Le greffier cria à son tour d’une voix formidable :

— Pierre Lebon !

Un huissier s’élança aussitôt suivi de près par le policier qui avait amené Lebon des quartiers généraux de la police à l’Hôtel de Ville. Dans la salle du tribunal s’opérait un bruyant remue-ménage. Des gens, contents ou mécontents, s’en allaient, et c’étaient ceux qui avaient été intéressés à « l’affaire des voisins ». D’autres survenaient, poussés par la curiosité d’assister à « l’affaire Lebon ». Des reporters s’installaient au banc des journalistes. Les avocats des « voisins » se retiraient en se chamaillant.

Les avocats de l’affaire qui allait suivre prenaient place.

Montjoie était là, examinant soigneusement ses armes, c’est-à-dire ses notes et le plaidoyer qu’il voulait formuler pour obtenir la liberté de Lebon, en faisant rejeter l’accusation comme stupide. De son côté, l’avocat de la Couronne, s’apprêtait à faire maintenir l’accusation et à demander l’emprisonnement du prévenu en attendant qu’il fût jeté comme une proie à la cour d’assises.

Dans l’auditoire, plus nombreux de minute en minute, le nom de Pierre Lebon circulait. On commentait de cette affaire le peu qu’on savait. Mais l’opinion paraissait favorable à l’inventeur.

Le magistrat — qu’on appelle plus souvent « Recorder », pour plaire, nul doute, à nos amis anglais — homme bien replet, tranquille, serin, essayait en fronçant d’épais sourcils à se donner une mine formidable en attendant l’apparition du prévenu.

Les minutes s’écoulèrent… Lebon ne venait pas.

Impatient, le juge fit un signe au greffier. Celui-ci comprit, se leva et sortit du tribunal.

Cinq minutes encore se passèrent, lorsque l’huissier, le policier et le greffier reparurent avec des mines de chats échaudés.

— Eh bien… ce Lebon ? interrogea durement le magistrat.

— Disparu !… répondirent d’un même voix bredouillante les trois serviteurs de la Justice.

À cette nouvelle, on serait porté à croire qu’il se serait produit un tonnerre d’exclamations et de trépignements. Non… rien de tel n’arriva. Un silence de mort pesa sur le tribunal, et tous les yeux demeurèrent comme figés sur l’huissier, le policier et le greffier qui, décontenancés, sans plus cet air gaillard qu’affecte cette sorte d’humains vis-à-vis du bon public, oui, l’huissier, le policier et le greffier avaient parfaitement la mine de trois criminels pris en flagrant délit.
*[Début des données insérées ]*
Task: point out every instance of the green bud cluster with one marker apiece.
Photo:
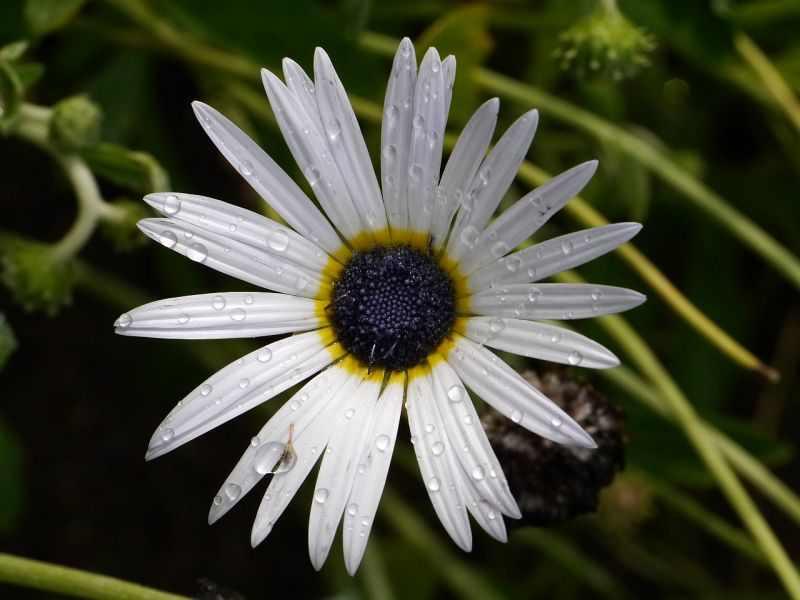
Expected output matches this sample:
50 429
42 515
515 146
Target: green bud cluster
604 44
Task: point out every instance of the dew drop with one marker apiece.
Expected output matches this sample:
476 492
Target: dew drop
218 303
168 238
172 204
456 393
575 358
232 491
278 241
197 252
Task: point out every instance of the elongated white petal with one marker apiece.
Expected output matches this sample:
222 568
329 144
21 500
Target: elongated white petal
259 267
220 316
267 178
427 135
469 443
242 225
435 465
350 428
449 71
490 184
309 148
539 340
507 392
553 256
346 143
398 110
267 452
488 516
372 467
298 81
469 151
242 385
526 216
308 447
554 301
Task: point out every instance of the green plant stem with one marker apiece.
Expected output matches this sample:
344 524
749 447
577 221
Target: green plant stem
464 581
770 76
685 415
745 463
73 582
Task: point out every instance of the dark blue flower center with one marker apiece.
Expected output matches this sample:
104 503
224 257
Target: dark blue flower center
392 306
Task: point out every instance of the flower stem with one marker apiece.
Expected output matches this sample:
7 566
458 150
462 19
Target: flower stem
73 582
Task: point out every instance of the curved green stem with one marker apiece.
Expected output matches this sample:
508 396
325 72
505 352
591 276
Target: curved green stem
73 582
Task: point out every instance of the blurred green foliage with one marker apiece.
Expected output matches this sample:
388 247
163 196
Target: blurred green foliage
698 102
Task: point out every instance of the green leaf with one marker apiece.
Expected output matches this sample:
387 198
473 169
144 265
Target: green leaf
11 493
463 33
8 343
137 171
45 16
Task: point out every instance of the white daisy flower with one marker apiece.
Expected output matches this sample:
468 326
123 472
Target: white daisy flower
393 292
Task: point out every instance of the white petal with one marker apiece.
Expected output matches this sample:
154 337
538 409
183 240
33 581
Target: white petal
526 216
492 181
346 143
554 301
298 81
469 443
398 109
371 470
309 148
220 316
242 385
294 419
539 340
267 178
469 151
427 135
350 427
257 266
437 468
488 516
242 225
308 447
508 393
553 256
449 70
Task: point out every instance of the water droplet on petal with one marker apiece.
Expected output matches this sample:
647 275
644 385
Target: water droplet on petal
168 238
172 205
456 393
197 252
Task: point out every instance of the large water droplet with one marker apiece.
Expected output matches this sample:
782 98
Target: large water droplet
168 238
278 241
456 393
172 204
197 252
232 491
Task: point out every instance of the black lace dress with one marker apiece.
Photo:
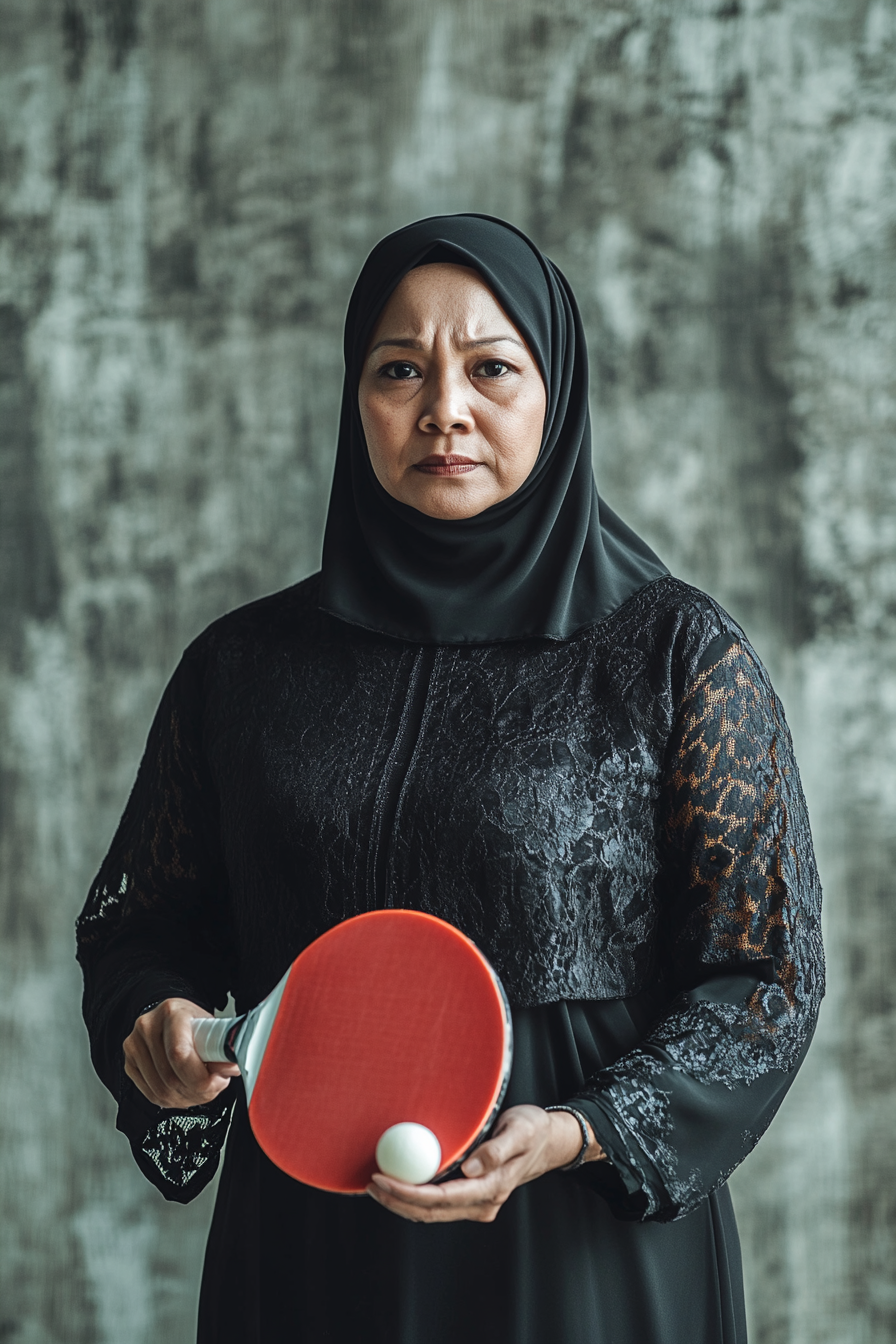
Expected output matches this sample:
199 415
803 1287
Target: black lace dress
617 820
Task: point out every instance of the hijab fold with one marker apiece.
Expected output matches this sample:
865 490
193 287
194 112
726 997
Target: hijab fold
544 562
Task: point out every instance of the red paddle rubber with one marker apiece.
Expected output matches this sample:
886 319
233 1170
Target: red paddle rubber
390 1016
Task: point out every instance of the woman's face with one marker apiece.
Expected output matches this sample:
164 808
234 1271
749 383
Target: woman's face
452 401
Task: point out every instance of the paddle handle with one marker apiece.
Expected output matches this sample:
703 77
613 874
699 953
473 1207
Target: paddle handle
214 1039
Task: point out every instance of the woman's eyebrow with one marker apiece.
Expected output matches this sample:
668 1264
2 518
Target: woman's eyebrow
410 343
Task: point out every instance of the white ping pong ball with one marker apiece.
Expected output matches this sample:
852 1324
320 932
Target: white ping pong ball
409 1152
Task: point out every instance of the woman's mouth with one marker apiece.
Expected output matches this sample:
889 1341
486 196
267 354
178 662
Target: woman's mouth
452 464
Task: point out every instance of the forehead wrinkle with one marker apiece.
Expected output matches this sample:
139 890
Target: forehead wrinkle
411 343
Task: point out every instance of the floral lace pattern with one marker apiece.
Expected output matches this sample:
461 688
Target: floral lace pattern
744 909
599 815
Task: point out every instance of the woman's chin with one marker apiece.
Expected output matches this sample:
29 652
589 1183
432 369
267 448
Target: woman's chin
449 499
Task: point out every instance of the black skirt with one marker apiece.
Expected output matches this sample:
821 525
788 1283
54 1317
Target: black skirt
292 1264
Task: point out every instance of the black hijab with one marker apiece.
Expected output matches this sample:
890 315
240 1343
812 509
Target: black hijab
547 561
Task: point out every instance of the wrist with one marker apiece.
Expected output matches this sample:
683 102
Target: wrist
567 1139
575 1139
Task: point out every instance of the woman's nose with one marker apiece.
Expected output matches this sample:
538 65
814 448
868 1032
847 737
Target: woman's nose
448 406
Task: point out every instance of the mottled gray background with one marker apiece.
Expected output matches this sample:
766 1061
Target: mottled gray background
188 191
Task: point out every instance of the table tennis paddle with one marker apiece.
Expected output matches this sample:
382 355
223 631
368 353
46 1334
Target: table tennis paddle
386 1031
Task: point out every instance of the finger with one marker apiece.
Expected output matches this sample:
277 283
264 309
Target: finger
497 1151
190 1070
173 1090
453 1199
143 1073
437 1210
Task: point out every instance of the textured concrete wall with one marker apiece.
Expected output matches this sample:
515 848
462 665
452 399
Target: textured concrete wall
187 192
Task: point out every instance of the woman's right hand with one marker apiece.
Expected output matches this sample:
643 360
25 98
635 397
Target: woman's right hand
161 1061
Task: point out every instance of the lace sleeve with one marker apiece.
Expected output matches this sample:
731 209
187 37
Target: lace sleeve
155 926
742 945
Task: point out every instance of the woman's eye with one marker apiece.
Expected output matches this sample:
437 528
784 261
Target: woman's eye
400 371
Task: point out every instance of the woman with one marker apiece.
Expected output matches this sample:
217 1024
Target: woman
495 704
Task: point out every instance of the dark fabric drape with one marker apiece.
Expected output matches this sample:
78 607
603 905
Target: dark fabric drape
550 559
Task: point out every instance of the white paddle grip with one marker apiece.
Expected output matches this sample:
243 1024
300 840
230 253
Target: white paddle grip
210 1035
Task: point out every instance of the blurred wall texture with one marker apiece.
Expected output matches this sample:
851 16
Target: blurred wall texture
188 191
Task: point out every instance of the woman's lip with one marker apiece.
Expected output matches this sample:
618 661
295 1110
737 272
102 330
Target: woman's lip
450 465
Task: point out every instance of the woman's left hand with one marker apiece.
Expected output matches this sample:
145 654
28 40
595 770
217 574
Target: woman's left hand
527 1143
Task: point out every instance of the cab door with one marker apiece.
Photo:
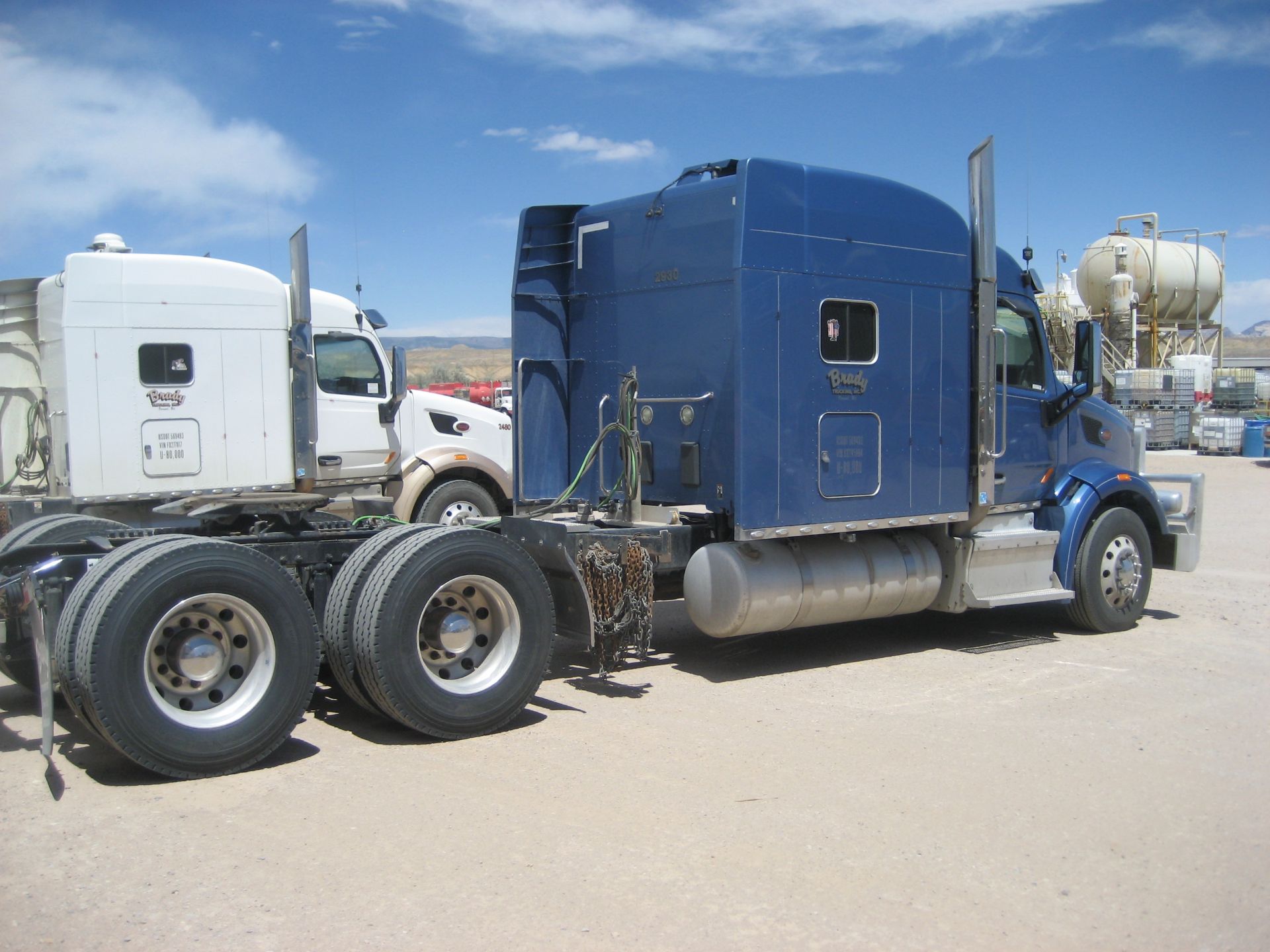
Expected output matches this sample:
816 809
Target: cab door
1025 385
352 382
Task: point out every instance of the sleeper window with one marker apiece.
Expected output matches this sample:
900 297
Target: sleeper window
349 366
849 332
165 365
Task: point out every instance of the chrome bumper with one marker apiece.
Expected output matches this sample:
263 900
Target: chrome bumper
1185 517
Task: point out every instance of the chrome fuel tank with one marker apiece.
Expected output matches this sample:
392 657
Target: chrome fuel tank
742 588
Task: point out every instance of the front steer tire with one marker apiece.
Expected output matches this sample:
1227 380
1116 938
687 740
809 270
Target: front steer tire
1113 573
456 502
197 660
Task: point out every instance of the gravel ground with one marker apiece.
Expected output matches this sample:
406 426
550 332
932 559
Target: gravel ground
986 782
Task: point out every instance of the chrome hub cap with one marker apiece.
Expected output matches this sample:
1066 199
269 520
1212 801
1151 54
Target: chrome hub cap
469 634
1122 571
459 513
208 660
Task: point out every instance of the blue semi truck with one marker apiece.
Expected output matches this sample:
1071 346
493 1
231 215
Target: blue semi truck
788 395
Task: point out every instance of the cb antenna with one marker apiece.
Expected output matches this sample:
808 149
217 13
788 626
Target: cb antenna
357 249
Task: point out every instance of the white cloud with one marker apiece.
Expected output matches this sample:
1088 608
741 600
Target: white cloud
1246 302
360 31
1202 40
1253 231
603 150
399 5
786 37
95 139
566 139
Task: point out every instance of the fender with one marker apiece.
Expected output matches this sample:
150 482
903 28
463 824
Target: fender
419 473
1082 491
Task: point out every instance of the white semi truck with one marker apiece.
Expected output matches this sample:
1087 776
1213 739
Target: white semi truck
131 380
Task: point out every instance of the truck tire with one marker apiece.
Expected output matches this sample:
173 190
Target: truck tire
454 633
342 604
18 658
73 615
1113 573
197 660
454 502
65 527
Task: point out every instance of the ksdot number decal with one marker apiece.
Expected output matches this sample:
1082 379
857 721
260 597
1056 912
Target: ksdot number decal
171 448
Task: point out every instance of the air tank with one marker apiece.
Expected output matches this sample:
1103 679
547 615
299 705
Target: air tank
742 588
1175 277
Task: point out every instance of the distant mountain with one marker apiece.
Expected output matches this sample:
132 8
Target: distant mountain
446 343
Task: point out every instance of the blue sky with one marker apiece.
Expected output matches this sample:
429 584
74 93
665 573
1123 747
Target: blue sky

Mais une éclatante rumeur s’élevait hors de la salle et dans le grand corridor, et cette rumeur mit fin au supplice de l’huissier et de ses deux confrères, car cette rumeur fit dévier l’attention du tribunal et de l’auditoire. Des cris mêlés de jurons retentissaient, des portes claquaient avec fracas, des pas précipités battaient les dalles du corridor, et vers ce corridor, où semblait s’agiter une épidémie anarchique, tout le tribunal, avocats, magistrat, greffiers, assistance, se rua pêle-mêle,

— Arrêtez-les !… rugissait le gros porte-clefs.

— Arrêtez !… arrêtez !… vociféraient des gens effarés sans même savoir qui l’on devait arrêter !

Et tout ce monde, comme saisi de folie furieuse, se précipita hors du Palais de Justice.